Nach dem erstmaligen Einzug in ein westdeutsches Landesparlament sieht Gregor Gysi, Chef der Linkspartei-Bundestagsfraktion, seine Partei als wichtiges Korrektiv in der Gesellschaft bestätigt - und will bis zur Rente auch den Landtag in Bayern erobern.
Noch nicht zu Ende fusioniert mit der WASG - und schon ist die neue Linkspartei in einem westdeutschen Parlament gelandet. Welchen Auftrag leiten Sie als Frontmann daraus ab?Die Entscheidung für die Fusion ist dadurch unausweichlich geworden. Alle Mitglieder beider Parteien haben mitbekommen, was wir zusammen können und dass wir das getrennt nie geschafft hätten. Wir haben jetzt unseren Anspruch angemeldet: Wir sind endlich eine bundesweit erfolgreiche gesamtdeutsche Partei. Nun müssen wir uns organisieren von Mecklenburg-Vorpommern bis Bayern. Schritt für Schritt müssen wir auch in den alten Ländern deutlich stärker werden.
Die Linkspartei hat sich in Bremen als Sammelstelle für das abgehängte Prekariat bewiesen und vermutlich auch so viel Protest aufgesammelt, das die DVU klein geblieben ist. Erachten Sie das als Erfolg?

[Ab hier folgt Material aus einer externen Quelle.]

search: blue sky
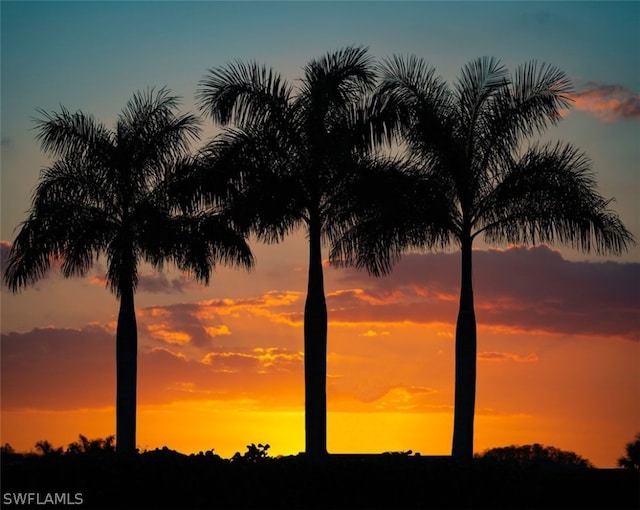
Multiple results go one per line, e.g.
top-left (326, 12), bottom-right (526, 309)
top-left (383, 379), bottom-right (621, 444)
top-left (0, 0), bottom-right (640, 466)
top-left (2, 1), bottom-right (640, 254)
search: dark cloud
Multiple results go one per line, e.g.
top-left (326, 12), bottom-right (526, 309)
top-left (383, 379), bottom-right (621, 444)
top-left (138, 273), bottom-right (198, 294)
top-left (0, 325), bottom-right (303, 410)
top-left (332, 246), bottom-right (640, 340)
top-left (0, 240), bottom-right (11, 287)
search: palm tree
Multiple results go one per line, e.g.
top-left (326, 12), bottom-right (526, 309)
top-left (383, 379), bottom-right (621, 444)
top-left (192, 47), bottom-right (420, 456)
top-left (4, 88), bottom-right (252, 454)
top-left (331, 56), bottom-right (633, 459)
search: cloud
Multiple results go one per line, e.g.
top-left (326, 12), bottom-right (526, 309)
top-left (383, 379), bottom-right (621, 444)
top-left (572, 82), bottom-right (640, 122)
top-left (0, 325), bottom-right (303, 410)
top-left (89, 264), bottom-right (199, 294)
top-left (478, 352), bottom-right (538, 363)
top-left (330, 246), bottom-right (640, 341)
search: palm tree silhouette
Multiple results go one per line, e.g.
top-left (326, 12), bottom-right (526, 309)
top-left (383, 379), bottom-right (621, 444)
top-left (334, 56), bottom-right (634, 458)
top-left (197, 46), bottom-right (408, 456)
top-left (4, 88), bottom-right (253, 454)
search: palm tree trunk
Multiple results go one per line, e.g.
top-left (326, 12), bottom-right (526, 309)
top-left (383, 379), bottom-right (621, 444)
top-left (116, 278), bottom-right (138, 454)
top-left (452, 234), bottom-right (477, 459)
top-left (304, 218), bottom-right (327, 457)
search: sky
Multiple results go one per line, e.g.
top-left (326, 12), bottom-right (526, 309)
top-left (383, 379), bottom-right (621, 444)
top-left (0, 0), bottom-right (640, 467)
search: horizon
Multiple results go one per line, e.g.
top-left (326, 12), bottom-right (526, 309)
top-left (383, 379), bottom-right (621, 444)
top-left (0, 1), bottom-right (640, 467)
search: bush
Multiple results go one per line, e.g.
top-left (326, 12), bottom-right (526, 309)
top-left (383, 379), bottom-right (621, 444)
top-left (618, 432), bottom-right (640, 470)
top-left (476, 443), bottom-right (593, 469)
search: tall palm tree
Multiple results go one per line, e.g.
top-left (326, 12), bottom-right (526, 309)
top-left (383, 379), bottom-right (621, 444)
top-left (4, 88), bottom-right (253, 454)
top-left (331, 56), bottom-right (634, 458)
top-left (197, 47), bottom-right (422, 457)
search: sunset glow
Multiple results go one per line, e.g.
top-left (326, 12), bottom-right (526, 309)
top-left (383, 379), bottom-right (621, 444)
top-left (0, 1), bottom-right (640, 467)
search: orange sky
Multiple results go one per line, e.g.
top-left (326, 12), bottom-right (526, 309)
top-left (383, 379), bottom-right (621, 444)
top-left (1, 235), bottom-right (640, 467)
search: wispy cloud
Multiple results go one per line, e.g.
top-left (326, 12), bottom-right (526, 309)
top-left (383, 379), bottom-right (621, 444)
top-left (330, 246), bottom-right (640, 341)
top-left (572, 82), bottom-right (640, 122)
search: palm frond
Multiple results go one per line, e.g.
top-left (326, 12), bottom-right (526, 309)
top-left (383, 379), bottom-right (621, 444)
top-left (196, 61), bottom-right (292, 126)
top-left (33, 107), bottom-right (113, 157)
top-left (327, 159), bottom-right (452, 276)
top-left (477, 143), bottom-right (635, 254)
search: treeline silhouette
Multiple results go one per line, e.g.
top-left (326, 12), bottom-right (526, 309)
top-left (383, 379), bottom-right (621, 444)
top-left (0, 436), bottom-right (640, 510)
top-left (4, 46), bottom-right (635, 462)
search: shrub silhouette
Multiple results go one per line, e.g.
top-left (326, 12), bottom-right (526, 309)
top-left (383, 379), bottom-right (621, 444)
top-left (65, 434), bottom-right (116, 455)
top-left (476, 443), bottom-right (594, 469)
top-left (618, 432), bottom-right (640, 470)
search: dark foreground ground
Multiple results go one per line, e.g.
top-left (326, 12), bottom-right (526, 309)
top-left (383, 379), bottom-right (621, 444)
top-left (0, 450), bottom-right (640, 510)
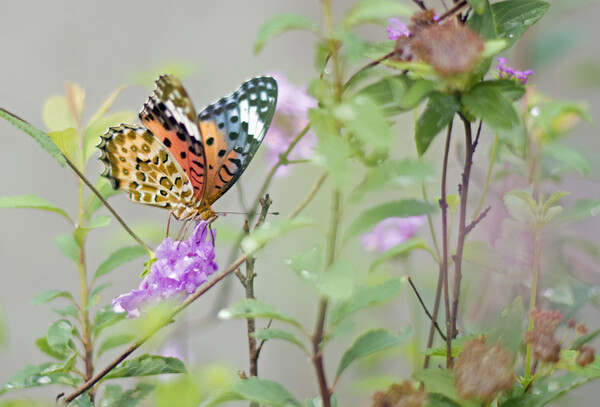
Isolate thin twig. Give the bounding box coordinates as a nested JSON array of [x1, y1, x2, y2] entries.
[[408, 277, 446, 341], [64, 254, 247, 404]]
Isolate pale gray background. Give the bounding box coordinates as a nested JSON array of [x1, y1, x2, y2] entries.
[[0, 0, 600, 405]]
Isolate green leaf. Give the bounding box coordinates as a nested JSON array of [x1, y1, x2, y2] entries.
[[97, 333, 137, 357], [328, 278, 402, 330], [415, 93, 460, 156], [342, 0, 412, 28], [48, 127, 79, 162], [369, 237, 434, 272], [351, 158, 435, 202], [487, 297, 524, 358], [0, 363, 79, 394], [199, 377, 301, 407], [35, 336, 70, 360], [46, 319, 75, 353], [254, 328, 307, 351], [219, 298, 300, 327], [93, 306, 125, 337], [492, 0, 550, 48], [463, 240, 508, 274], [31, 290, 75, 305], [241, 217, 316, 256], [460, 81, 520, 130], [0, 107, 66, 167], [94, 246, 148, 279], [335, 328, 410, 378], [542, 143, 588, 177], [52, 233, 79, 264], [100, 383, 156, 407], [42, 95, 77, 131], [0, 194, 73, 223], [344, 199, 438, 240], [254, 14, 319, 54], [105, 355, 186, 379], [83, 112, 136, 161], [333, 95, 394, 151]]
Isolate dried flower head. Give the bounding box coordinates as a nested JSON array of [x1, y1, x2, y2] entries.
[[575, 345, 596, 367], [112, 221, 217, 318], [411, 22, 484, 76], [452, 337, 515, 401], [524, 309, 562, 363], [371, 381, 427, 407]]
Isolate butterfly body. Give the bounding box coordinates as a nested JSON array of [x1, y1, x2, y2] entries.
[[98, 75, 277, 220]]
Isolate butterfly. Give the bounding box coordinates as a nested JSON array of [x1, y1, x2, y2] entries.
[[97, 75, 277, 220]]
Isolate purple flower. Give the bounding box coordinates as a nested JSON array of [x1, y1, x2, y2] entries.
[[264, 72, 317, 177], [498, 57, 533, 85], [112, 221, 217, 318], [387, 18, 410, 40], [361, 215, 427, 252]]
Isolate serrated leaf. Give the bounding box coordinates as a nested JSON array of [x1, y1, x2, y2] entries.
[[254, 328, 306, 351], [97, 333, 137, 357], [94, 246, 148, 279], [241, 217, 316, 256], [83, 112, 136, 161], [342, 0, 412, 28], [0, 363, 78, 394], [415, 93, 460, 156], [0, 107, 67, 167], [199, 377, 301, 407], [254, 14, 319, 54], [487, 297, 524, 358], [100, 383, 156, 407], [48, 127, 79, 161], [344, 199, 437, 240], [31, 290, 75, 305], [46, 319, 74, 352], [42, 95, 77, 131], [333, 95, 394, 151], [35, 336, 70, 360], [93, 307, 125, 337], [335, 328, 410, 378], [492, 0, 549, 48], [328, 279, 402, 330], [105, 355, 187, 379], [0, 194, 72, 223], [219, 298, 300, 327], [460, 82, 520, 130], [369, 237, 434, 271]]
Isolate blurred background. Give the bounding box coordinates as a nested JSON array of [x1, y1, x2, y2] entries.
[[0, 0, 600, 405]]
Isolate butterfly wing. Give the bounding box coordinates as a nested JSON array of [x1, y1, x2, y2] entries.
[[140, 75, 205, 200], [98, 124, 193, 209], [198, 77, 277, 205]]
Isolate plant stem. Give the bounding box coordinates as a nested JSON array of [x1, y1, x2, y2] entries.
[[525, 231, 542, 386]]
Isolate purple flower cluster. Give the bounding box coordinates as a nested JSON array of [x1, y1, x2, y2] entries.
[[498, 57, 533, 85], [112, 221, 217, 318], [387, 18, 410, 40], [263, 72, 317, 177], [361, 215, 427, 252]]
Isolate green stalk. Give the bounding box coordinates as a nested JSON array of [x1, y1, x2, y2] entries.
[[525, 231, 542, 387]]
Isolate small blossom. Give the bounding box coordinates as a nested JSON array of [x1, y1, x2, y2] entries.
[[575, 345, 596, 367], [452, 338, 515, 402], [498, 57, 533, 85], [361, 215, 427, 252], [371, 381, 427, 407], [112, 221, 217, 318], [387, 18, 410, 40], [264, 72, 317, 177]]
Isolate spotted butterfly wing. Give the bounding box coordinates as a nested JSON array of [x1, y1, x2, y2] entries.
[[98, 75, 277, 220]]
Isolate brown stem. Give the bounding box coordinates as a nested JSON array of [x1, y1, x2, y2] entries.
[[448, 118, 475, 356], [64, 255, 247, 404]]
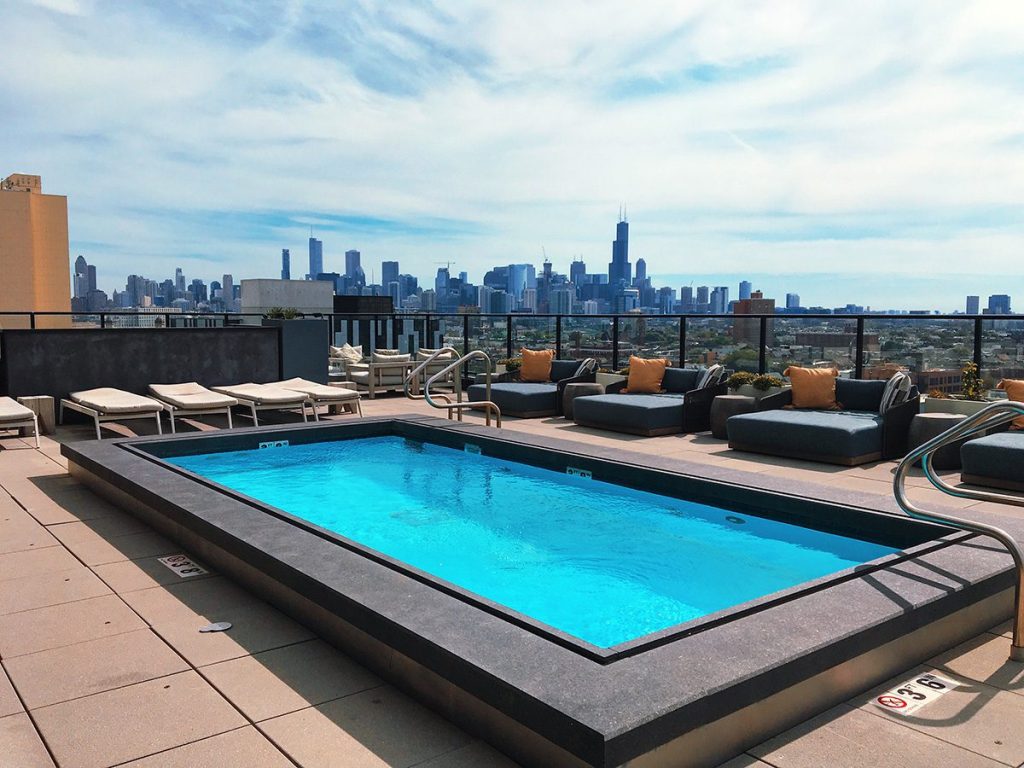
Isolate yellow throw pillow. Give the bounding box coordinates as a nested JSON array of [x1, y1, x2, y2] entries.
[[996, 379, 1024, 429], [519, 347, 555, 381], [782, 366, 839, 409], [623, 355, 669, 394]]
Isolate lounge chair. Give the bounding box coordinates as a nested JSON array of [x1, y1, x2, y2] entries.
[[60, 387, 164, 440], [150, 381, 239, 433], [572, 367, 728, 437], [725, 379, 921, 467], [0, 397, 39, 447], [213, 382, 315, 427], [267, 378, 362, 421], [468, 357, 597, 419]]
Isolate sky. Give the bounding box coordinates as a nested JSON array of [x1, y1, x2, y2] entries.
[[0, 0, 1024, 311]]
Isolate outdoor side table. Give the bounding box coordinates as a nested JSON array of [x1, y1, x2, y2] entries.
[[907, 414, 981, 469], [711, 394, 758, 440], [17, 394, 57, 437], [562, 382, 604, 421]]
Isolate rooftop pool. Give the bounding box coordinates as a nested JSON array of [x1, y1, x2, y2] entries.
[[168, 436, 898, 648], [61, 415, 1014, 768]]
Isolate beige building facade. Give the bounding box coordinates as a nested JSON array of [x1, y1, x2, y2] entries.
[[0, 173, 71, 328]]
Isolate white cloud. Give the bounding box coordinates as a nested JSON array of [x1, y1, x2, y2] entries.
[[0, 0, 1024, 309]]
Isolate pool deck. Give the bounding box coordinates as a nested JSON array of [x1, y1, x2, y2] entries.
[[0, 397, 1024, 768]]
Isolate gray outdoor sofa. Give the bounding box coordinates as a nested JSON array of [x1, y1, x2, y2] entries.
[[725, 379, 921, 467], [572, 368, 727, 437], [467, 358, 597, 419], [961, 431, 1024, 490]]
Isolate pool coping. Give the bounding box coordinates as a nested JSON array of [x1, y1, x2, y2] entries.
[[61, 416, 1012, 766]]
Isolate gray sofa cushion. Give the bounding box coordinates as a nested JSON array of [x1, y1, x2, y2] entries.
[[961, 432, 1024, 483], [836, 379, 886, 414], [662, 368, 708, 392], [725, 411, 885, 459], [468, 381, 558, 416], [551, 360, 581, 381], [572, 394, 683, 432]]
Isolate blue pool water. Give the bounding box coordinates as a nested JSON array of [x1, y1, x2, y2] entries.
[[167, 437, 896, 648]]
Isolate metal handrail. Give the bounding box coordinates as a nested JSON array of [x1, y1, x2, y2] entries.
[[893, 400, 1024, 662]]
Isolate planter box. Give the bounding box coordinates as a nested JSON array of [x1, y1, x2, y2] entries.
[[921, 396, 992, 416], [596, 374, 626, 387], [729, 384, 790, 400]]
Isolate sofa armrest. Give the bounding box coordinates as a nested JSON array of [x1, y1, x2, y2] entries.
[[758, 389, 793, 411], [882, 389, 921, 459], [683, 382, 729, 432]]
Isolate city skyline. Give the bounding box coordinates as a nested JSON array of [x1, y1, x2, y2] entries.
[[0, 0, 1024, 310]]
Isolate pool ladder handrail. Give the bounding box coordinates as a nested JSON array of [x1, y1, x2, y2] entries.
[[893, 400, 1024, 662], [404, 347, 502, 428]]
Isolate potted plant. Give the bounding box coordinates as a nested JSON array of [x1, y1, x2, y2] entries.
[[726, 371, 786, 400], [922, 362, 988, 416]]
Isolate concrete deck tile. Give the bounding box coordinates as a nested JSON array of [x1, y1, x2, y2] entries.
[[4, 629, 188, 710], [50, 523, 181, 565], [0, 713, 53, 768], [0, 546, 82, 582], [416, 741, 519, 768], [0, 565, 111, 614], [33, 672, 246, 768], [121, 726, 295, 768], [0, 595, 145, 659], [92, 549, 216, 594], [0, 520, 58, 554], [123, 577, 313, 667], [0, 668, 25, 718], [929, 634, 1024, 706], [748, 705, 1000, 768], [849, 667, 1024, 765], [259, 686, 471, 768], [202, 640, 383, 721]]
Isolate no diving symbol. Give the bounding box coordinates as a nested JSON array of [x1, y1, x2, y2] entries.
[[879, 696, 906, 710]]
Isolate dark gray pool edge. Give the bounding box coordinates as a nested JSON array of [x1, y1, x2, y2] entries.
[[65, 419, 1011, 766]]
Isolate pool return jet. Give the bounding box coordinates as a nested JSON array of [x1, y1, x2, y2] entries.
[[893, 400, 1024, 662], [403, 347, 502, 428]]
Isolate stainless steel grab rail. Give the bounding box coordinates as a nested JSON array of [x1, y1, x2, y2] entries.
[[403, 347, 502, 428], [893, 400, 1024, 662]]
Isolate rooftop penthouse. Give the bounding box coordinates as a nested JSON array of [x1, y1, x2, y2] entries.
[[0, 313, 1024, 768]]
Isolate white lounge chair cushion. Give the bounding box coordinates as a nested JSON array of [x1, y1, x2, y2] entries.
[[0, 397, 33, 424], [268, 378, 359, 401], [207, 382, 306, 406], [150, 381, 239, 411], [71, 387, 164, 414]]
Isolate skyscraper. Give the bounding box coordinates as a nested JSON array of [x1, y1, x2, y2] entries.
[[608, 217, 633, 290], [0, 173, 71, 328], [306, 238, 324, 280]]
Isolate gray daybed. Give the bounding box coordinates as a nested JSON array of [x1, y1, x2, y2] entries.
[[725, 379, 921, 467], [961, 431, 1024, 490], [467, 358, 597, 419], [572, 368, 727, 437]]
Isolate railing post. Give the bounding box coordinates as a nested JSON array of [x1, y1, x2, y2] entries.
[[974, 315, 982, 376], [611, 314, 618, 371], [853, 317, 864, 379], [758, 314, 768, 374], [679, 314, 686, 368]]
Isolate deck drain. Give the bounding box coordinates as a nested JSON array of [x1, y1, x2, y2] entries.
[[199, 622, 231, 632]]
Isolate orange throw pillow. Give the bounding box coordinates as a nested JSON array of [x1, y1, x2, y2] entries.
[[519, 348, 555, 381], [996, 379, 1024, 429], [623, 355, 669, 394], [782, 366, 839, 409]]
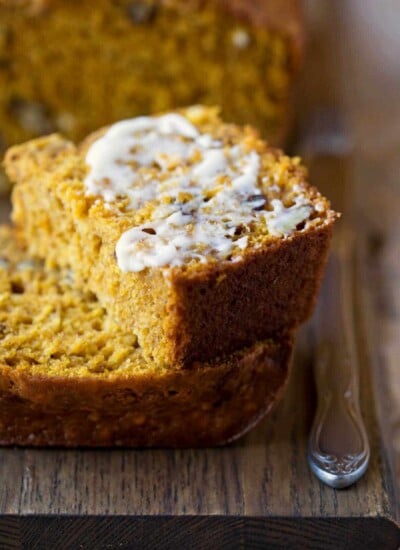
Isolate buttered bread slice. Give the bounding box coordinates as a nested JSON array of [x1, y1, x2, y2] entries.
[[0, 227, 292, 447], [5, 106, 335, 366]]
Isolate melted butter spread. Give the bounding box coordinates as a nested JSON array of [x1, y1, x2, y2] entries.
[[85, 113, 312, 272]]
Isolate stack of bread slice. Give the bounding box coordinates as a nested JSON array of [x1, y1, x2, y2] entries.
[[0, 106, 336, 447]]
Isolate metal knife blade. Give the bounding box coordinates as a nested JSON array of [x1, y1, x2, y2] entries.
[[301, 109, 370, 489]]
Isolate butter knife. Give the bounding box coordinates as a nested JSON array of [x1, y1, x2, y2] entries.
[[302, 109, 370, 489]]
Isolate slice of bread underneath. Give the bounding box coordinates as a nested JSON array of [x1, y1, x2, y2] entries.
[[0, 226, 293, 447]]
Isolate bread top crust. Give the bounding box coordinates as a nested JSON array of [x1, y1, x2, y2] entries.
[[5, 106, 335, 280], [0, 226, 292, 386]]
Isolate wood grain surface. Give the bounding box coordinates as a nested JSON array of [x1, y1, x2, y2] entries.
[[0, 199, 400, 549], [0, 0, 400, 550]]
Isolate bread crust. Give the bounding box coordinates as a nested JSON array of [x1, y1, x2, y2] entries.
[[6, 110, 336, 368], [0, 0, 304, 153], [0, 333, 293, 447]]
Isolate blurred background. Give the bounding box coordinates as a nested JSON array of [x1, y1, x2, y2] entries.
[[0, 0, 400, 500], [302, 0, 400, 496]]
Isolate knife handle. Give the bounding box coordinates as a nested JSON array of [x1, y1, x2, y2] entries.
[[308, 228, 370, 489]]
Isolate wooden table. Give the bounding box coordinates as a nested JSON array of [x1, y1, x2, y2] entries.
[[0, 0, 400, 550]]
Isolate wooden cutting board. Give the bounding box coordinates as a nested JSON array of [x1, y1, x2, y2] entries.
[[0, 199, 400, 550]]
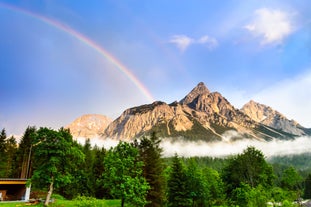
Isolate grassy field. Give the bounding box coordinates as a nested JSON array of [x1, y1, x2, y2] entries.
[[0, 200, 121, 207]]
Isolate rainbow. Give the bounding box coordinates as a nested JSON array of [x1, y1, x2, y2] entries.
[[0, 3, 154, 102]]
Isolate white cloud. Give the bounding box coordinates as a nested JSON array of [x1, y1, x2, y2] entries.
[[76, 135, 311, 157], [161, 137, 311, 157], [169, 35, 218, 52], [169, 35, 194, 52], [252, 70, 311, 127], [244, 8, 294, 45], [197, 35, 218, 50]]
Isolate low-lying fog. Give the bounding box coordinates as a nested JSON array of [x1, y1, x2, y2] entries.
[[77, 133, 311, 157]]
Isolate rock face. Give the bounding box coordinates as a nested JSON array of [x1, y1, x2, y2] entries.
[[103, 82, 308, 141], [241, 100, 306, 136], [66, 114, 112, 138]]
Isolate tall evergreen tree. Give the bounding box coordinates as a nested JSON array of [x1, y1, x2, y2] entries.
[[0, 129, 7, 177], [222, 147, 274, 200], [138, 133, 166, 207], [167, 155, 191, 207], [93, 145, 111, 199], [12, 126, 36, 178], [186, 158, 209, 206], [304, 174, 311, 199], [5, 136, 17, 177], [104, 142, 149, 207], [79, 139, 95, 196], [31, 128, 84, 206]]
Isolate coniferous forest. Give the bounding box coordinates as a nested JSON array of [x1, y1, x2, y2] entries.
[[0, 127, 311, 207]]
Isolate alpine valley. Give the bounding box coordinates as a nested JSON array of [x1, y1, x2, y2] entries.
[[68, 82, 311, 142]]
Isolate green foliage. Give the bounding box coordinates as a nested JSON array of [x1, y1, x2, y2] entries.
[[233, 183, 268, 207], [303, 174, 311, 199], [74, 196, 102, 207], [12, 126, 36, 178], [167, 155, 191, 207], [0, 129, 7, 177], [103, 142, 149, 207], [222, 147, 274, 200], [137, 133, 166, 207], [281, 167, 302, 190], [203, 167, 226, 206], [186, 159, 209, 206], [31, 128, 84, 205]]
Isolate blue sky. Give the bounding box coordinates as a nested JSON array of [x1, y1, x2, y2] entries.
[[0, 0, 311, 134]]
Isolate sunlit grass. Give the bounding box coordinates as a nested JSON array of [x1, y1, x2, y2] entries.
[[0, 200, 122, 207]]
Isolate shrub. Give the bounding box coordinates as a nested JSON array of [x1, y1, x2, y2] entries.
[[74, 196, 102, 207]]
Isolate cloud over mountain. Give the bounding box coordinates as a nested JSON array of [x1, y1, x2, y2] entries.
[[169, 35, 218, 52], [245, 8, 294, 45]]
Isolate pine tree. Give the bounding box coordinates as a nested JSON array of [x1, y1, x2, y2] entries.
[[0, 129, 7, 177], [138, 133, 165, 207], [304, 174, 311, 199], [12, 127, 36, 178], [168, 155, 191, 207], [5, 136, 17, 177], [93, 145, 111, 199]]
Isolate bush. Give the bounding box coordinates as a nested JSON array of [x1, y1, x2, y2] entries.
[[74, 196, 102, 207]]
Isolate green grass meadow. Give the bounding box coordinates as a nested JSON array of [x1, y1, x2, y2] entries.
[[0, 200, 121, 207]]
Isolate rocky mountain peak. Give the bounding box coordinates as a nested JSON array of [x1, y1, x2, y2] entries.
[[241, 100, 305, 135], [66, 114, 112, 138], [179, 82, 210, 105]]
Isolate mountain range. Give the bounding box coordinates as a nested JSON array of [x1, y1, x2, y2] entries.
[[68, 82, 311, 141]]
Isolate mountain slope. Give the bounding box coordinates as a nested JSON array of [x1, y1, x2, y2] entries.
[[66, 114, 112, 138], [103, 82, 300, 141], [241, 100, 306, 136]]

Die Linkspartei ist ein wichtiger Korrekturfaktor in der Gesellschaft. Jede Partei links von der Sozialdemokratie spielt eine solche Rolle in ganz Europa. Mit uns wird Deutschland europäisch normal. Die SPD hat sich antisozialdemokratisch entwickelt. Das Prekariat braucht eine Stimme. Es muss eine Linkspartei geben, die sagt, ja, diese Schwachen wollen wir in der Gesellschaft nicht vergessen. Aber wir wollen natürlich auch Facharbeiter, Meister sowie kleine und mittlere Unternehmer vertreten. Unabhängig davon müssen wir erste Adresse für die Anliegen der Menschen in Ostdeutschland bleiben. Das ist eine unserer zentralen Wurzeln. Wenn wir, wie in Bremen, auch noch mit erreicht haben, dass die DVU so winzig geblieben ist: Na, um so besser.
Wer gewählt wird, sollte auch regieren wollen. Die SPD-Spitzen in Bremen und im Bund haben klipp und klar gesagt: Nichts geht mit der Linkspartei. Was nun?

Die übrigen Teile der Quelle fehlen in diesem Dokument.